Village Power 2000
First Stop, Uganda!



As the second millennium begins, much of the world is still in the Dark Ages. But teams using new wireless technologies are bringing the promise of light and information at feasible costs to regions long denied them.

This week federal agencies, working with schoolchildren, churches, companies and non-profits, will send 25 U.S. students to Uganda to meet 18 Ugandan students to demonstrate the capabilities of solar power and Internet technology. They will travel together around the rural countryside to electrify schools, a homeless shelter, an orphanage and other community buildings that basically shut down after 6 pm because it's pitch black. One of those schools is Uganda's only school for pygmy children, on the edge of the rainforest where the Mbuti pygmy people still live. They will call back by satellite phone, and post information on their progress on the worldwide web.

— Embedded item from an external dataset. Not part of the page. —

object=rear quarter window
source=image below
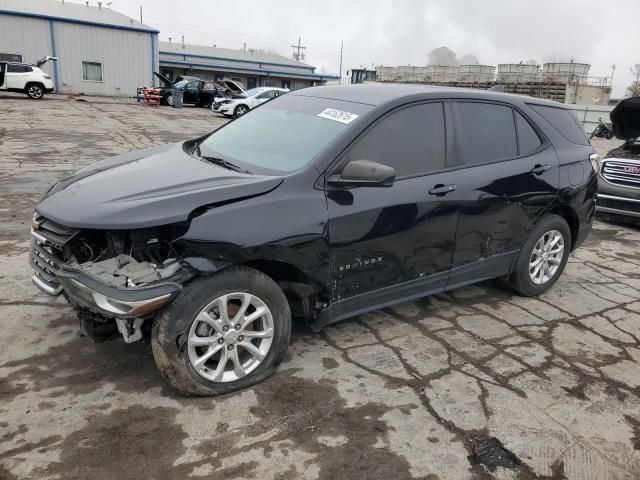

The student group is part of the Hathaway Foundation's Youth Mission to Uganda. The Hathaway Foundation was founded by Bishop Alden Hathaway to bring solar electric light to the churches of Africa. Their persistence and enthusiasm pulled together an unlikely group of partners: the Department of Energy -- which wants to see its renewable energy technologies more broadly adopted, the Agency for International Development, and the United States Information Agency. This collaboration was made possible by the White House Millennium Council, created by Executive Order in 1997 to devise interesting programs to celebrate the millennium. The partnership has expanded to take in two more U.S. schools about to go solar, the International Youth Foundation, Discovery Channel Global Education Fund, Solar Energy for Africa, SolarQuest, BP Solarex and United Solar Corporation.

The students each raised $3,000 for solar panels from their community. An anonymous donor paid the air fares, and the partners are paying for more solar panels, TV, VCR, satellite dish, and a Worldphone. The students will meet with the First Lady of Uganda, Janet Museveni, then set off on their expedition to wire schools and other buildings for solar power. They will be sending back daily reports on their experiences, the reaction of the Ugandan schoolchildren and digital photos that will all be posted on the Internet at The group will address a special session of the Ugandan Parliament at the end of the trip.

Their adventure will be filmed so that the school children in the US who helped to raise funds can better see what their efforts have produced. The schools in Ohio and East LA will host solar parties, and develop educational projects on energy, Africa, and the environment. These events will be filmed by the Foundation for Environmental Education that produces environmental shows for PBS.

The group leaves on July 27 and returns from Uganda on August 11.